The blurb on the back of the Hierarchical Liturgy book from the now defunct Christ of the Hills monastery has this quotation from St Ignatius, which I have quoted before but will repeat here because it is just so beautiful and sums it up perfectly:
"Be eager to do everything in God's harmony, with the Bishop presiding in the place of God, and the Presbytery in the place of the council of the Apostles, and the Deacons, most sweet to me, entrusted with the service of Jesus Christ." "Each of you must be part of this chorus so that, being harmonious in unity, receiving God's pitch in unison, you may sing with one voice through Jesus Christ to the Father."
So when I see this layered approach to worship being laid aside in parts, in favour of the more linear form of worship more akin to protestantism, (and Roman Catholicism since its liturgical revisions of the 20th century), where everybody has to say the same words, or at least hear all the words said, see everything that is done, where they complain about being left out if the priest faces any direction other than towards them, or if he does or says something that they do not see or hear, it makes me feel very uneasy indeed. And when Orthodox clergy friends give their reasons for doing it, and they sound exactly like the reasons why the protestant reformers revised their services and altered their churches, I begin to wonder at the effects that this may have on Orthodox people's self-perception over time, and people's understanding of their place and role within the Church's common life.

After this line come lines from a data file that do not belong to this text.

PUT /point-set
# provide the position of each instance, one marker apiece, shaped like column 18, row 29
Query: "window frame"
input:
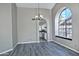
column 69, row 18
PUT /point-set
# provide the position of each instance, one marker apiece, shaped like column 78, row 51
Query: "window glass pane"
column 66, row 14
column 65, row 24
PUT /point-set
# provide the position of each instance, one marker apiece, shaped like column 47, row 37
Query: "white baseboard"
column 28, row 42
column 6, row 51
column 66, row 46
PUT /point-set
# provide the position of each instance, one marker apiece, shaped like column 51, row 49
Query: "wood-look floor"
column 41, row 49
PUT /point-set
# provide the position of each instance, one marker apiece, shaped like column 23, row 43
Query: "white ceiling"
column 35, row 5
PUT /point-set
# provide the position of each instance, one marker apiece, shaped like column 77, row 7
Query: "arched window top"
column 65, row 14
column 63, row 23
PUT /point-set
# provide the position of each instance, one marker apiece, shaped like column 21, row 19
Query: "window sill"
column 64, row 38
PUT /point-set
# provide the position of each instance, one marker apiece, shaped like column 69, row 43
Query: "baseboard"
column 6, row 51
column 28, row 42
column 66, row 47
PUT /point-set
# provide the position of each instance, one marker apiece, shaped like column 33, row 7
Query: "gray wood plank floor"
column 41, row 49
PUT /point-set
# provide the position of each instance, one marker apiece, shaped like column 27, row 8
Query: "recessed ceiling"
column 35, row 5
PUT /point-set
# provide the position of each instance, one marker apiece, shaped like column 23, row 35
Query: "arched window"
column 64, row 24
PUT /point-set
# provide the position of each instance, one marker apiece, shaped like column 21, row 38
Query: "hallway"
column 41, row 49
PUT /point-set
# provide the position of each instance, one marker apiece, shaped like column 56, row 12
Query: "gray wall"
column 74, row 44
column 14, row 24
column 26, row 27
column 5, row 27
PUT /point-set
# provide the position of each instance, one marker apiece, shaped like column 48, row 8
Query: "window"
column 64, row 24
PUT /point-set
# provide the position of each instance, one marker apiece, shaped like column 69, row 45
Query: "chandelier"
column 39, row 16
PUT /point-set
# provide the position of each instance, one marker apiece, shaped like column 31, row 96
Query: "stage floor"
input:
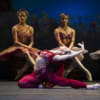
column 10, row 91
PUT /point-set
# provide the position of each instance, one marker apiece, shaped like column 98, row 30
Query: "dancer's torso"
column 24, row 34
column 65, row 37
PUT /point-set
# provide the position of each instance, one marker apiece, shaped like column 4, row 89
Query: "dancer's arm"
column 15, row 37
column 68, row 56
column 31, row 37
column 73, row 40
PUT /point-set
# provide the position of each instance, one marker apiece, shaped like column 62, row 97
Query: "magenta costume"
column 46, row 75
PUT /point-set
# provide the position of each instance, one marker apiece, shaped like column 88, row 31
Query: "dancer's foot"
column 93, row 86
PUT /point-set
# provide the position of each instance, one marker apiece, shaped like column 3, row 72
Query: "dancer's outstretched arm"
column 68, row 56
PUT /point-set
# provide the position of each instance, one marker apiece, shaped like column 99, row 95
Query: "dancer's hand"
column 82, row 45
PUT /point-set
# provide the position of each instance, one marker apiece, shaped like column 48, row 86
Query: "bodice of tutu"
column 68, row 37
column 24, row 37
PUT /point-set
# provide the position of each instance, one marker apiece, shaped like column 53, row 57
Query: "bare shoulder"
column 14, row 28
column 72, row 29
column 57, row 29
column 31, row 29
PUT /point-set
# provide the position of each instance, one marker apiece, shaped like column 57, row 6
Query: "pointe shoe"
column 93, row 86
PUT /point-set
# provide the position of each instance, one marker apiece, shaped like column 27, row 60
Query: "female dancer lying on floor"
column 42, row 73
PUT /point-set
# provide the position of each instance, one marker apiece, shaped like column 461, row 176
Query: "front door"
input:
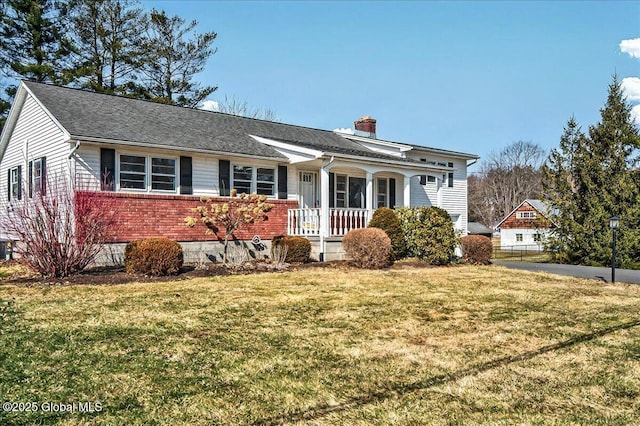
column 307, row 190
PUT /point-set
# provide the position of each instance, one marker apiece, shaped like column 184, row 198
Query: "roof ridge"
column 149, row 101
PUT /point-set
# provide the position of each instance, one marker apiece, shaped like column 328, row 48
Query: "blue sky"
column 465, row 76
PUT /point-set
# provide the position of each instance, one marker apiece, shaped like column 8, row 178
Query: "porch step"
column 333, row 249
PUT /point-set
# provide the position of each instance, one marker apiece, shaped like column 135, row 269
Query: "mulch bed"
column 118, row 275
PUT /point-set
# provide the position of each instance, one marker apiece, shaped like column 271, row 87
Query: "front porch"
column 307, row 222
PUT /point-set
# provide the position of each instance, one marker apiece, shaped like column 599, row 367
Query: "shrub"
column 429, row 234
column 155, row 256
column 298, row 248
column 476, row 249
column 368, row 248
column 386, row 219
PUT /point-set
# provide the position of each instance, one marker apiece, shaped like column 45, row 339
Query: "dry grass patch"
column 411, row 346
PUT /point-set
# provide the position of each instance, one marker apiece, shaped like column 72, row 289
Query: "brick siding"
column 151, row 215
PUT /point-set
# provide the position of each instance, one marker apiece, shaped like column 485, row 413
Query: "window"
column 266, row 179
column 163, row 174
column 382, row 193
column 248, row 179
column 14, row 184
column 525, row 215
column 36, row 176
column 357, row 192
column 341, row 191
column 242, row 177
column 133, row 172
column 136, row 171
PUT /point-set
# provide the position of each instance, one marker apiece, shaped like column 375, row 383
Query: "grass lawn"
column 461, row 345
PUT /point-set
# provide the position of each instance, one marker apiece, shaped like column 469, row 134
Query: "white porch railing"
column 303, row 222
column 306, row 222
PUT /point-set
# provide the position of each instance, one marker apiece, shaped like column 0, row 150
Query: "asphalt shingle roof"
column 89, row 114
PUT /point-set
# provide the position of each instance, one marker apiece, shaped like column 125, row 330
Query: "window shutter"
column 107, row 169
column 186, row 176
column 19, row 182
column 224, row 175
column 43, row 172
column 332, row 180
column 392, row 193
column 282, row 182
column 30, row 179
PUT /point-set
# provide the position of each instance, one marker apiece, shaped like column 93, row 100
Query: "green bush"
column 386, row 219
column 428, row 234
column 476, row 249
column 298, row 248
column 368, row 248
column 154, row 256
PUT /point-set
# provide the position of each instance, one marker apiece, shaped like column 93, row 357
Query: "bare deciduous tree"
column 236, row 106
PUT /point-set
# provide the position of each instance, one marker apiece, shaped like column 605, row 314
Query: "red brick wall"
column 146, row 215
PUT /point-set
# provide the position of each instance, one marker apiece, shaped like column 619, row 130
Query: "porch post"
column 325, row 223
column 370, row 194
column 407, row 191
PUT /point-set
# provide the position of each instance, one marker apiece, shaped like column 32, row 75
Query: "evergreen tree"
column 32, row 41
column 173, row 60
column 590, row 178
column 109, row 38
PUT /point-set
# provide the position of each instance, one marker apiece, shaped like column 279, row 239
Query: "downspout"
column 75, row 148
column 326, row 218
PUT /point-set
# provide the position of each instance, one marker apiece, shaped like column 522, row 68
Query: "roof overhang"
column 295, row 154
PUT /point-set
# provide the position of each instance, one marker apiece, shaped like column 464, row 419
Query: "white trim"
column 171, row 148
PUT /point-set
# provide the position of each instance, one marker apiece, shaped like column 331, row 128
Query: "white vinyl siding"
column 35, row 135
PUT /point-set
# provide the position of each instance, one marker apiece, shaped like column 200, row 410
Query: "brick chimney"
column 366, row 126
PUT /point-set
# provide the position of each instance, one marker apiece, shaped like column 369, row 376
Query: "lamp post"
column 614, row 224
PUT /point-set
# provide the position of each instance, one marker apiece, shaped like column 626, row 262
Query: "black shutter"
column 186, row 176
column 19, row 182
column 30, row 179
column 224, row 180
column 43, row 174
column 282, row 182
column 332, row 179
column 392, row 193
column 107, row 169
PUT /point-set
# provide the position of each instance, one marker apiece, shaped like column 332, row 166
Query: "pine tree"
column 32, row 46
column 173, row 60
column 109, row 35
column 32, row 41
column 590, row 178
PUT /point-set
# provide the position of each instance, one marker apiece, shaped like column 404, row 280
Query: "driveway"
column 591, row 272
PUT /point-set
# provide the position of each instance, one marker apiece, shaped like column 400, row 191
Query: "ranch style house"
column 158, row 160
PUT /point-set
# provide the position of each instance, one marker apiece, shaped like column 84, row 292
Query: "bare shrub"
column 368, row 248
column 154, row 256
column 476, row 249
column 298, row 248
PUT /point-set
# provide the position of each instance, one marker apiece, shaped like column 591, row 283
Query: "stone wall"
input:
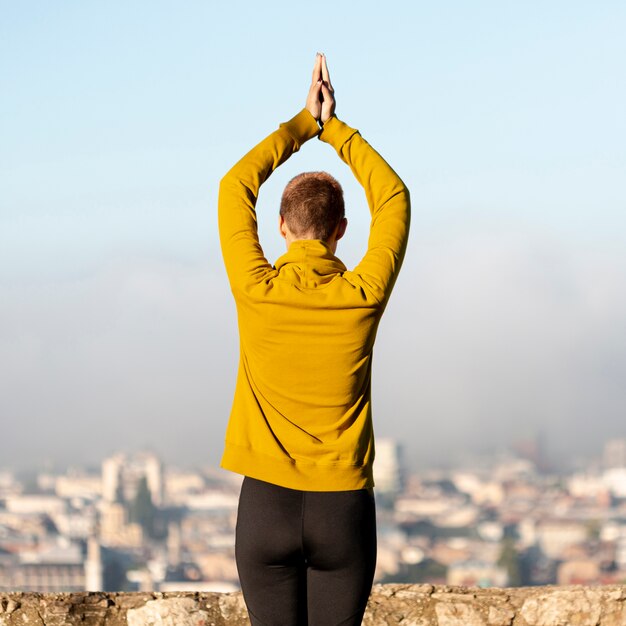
column 404, row 605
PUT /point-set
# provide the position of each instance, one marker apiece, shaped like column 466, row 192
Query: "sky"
column 118, row 119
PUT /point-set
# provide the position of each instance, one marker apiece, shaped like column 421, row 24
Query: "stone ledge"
column 404, row 605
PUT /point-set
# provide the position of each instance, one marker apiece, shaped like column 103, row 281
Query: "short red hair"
column 312, row 205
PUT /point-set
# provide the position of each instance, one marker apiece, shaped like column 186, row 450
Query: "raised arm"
column 239, row 189
column 387, row 197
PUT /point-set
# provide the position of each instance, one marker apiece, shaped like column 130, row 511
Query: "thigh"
column 340, row 546
column 268, row 553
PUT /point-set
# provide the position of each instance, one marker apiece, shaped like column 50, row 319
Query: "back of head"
column 312, row 205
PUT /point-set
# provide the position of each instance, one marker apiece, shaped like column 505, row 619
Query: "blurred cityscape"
column 135, row 524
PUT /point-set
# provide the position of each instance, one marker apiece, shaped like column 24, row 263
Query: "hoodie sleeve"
column 389, row 204
column 239, row 189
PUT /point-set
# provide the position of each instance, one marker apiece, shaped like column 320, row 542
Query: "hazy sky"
column 117, row 120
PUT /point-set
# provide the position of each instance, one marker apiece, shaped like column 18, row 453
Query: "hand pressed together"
column 321, row 99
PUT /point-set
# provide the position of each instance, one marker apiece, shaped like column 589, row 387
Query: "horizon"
column 505, row 121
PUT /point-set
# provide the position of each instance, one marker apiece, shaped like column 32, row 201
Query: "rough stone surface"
column 397, row 605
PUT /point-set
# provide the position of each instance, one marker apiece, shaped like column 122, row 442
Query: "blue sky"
column 117, row 121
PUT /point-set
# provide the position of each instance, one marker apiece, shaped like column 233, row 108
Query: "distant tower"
column 93, row 566
column 388, row 470
column 173, row 544
column 154, row 476
column 112, row 478
column 615, row 454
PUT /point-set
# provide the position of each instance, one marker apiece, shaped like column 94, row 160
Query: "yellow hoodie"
column 301, row 416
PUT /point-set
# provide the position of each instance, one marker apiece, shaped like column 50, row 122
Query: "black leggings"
column 305, row 558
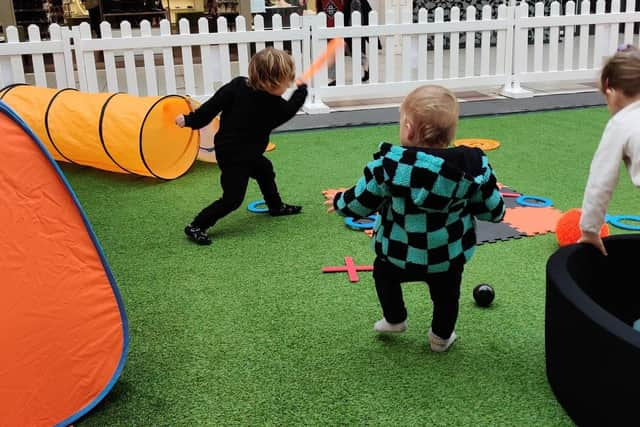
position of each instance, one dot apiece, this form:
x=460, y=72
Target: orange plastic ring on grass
x=481, y=143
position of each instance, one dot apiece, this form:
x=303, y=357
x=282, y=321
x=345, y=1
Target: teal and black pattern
x=426, y=200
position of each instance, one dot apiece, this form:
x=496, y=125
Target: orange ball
x=568, y=227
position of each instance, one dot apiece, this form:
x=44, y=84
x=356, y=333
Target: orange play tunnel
x=63, y=328
x=113, y=132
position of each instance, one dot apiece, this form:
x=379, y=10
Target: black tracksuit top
x=248, y=116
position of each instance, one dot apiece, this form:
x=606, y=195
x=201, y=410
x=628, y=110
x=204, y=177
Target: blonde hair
x=622, y=71
x=269, y=68
x=433, y=113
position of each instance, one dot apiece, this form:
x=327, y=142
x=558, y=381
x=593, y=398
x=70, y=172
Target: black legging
x=443, y=287
x=234, y=178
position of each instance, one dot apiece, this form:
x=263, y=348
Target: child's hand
x=331, y=192
x=593, y=239
x=329, y=204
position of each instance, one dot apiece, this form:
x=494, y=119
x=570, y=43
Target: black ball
x=483, y=294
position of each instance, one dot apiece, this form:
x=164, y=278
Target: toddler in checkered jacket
x=427, y=196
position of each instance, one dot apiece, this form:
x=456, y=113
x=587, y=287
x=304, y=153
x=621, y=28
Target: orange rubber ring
x=483, y=144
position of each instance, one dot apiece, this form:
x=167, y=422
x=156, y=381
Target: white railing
x=503, y=54
x=578, y=56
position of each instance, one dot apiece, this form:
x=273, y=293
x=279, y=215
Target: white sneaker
x=383, y=326
x=438, y=344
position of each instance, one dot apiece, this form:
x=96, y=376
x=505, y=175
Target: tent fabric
x=63, y=328
x=113, y=132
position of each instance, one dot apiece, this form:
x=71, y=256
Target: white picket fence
x=156, y=62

So it is about following the rubrics, partly because my bishop would (rightly) have no qualms about correcting me or indeed my parish priest were we to do our own thing, but also because the rubrics and texts of the services exist not for their own sake but as an expression of what we do, which is itself bound up with how we understand what we are doing in worship, and our relationship to each other and to God.
So I much prefer what my bishop does. He doesn't exclaim the mystikos prayers, including the epiklesis, aloud in order to make them heard, and he doesn't whisper them so as to make them inaudible. He simply says them, and whether or not they are heard by the laity, who are performing their own role at this point, is inconsequential. I only know one priest who offers the prayers in a whisper and one who exclaims them aloud (I'm in the Church Abroad but have served in the patirarchal church and Antiochian churches, also having visited a Greek parish from time to time) so what you referred to as the interpretation of the Greek church is what I suppose I consider to be usual from my experience in various churches. It may be a transatlantic difference.
Anyway food is ready and won't eat itself. Perhaps more later.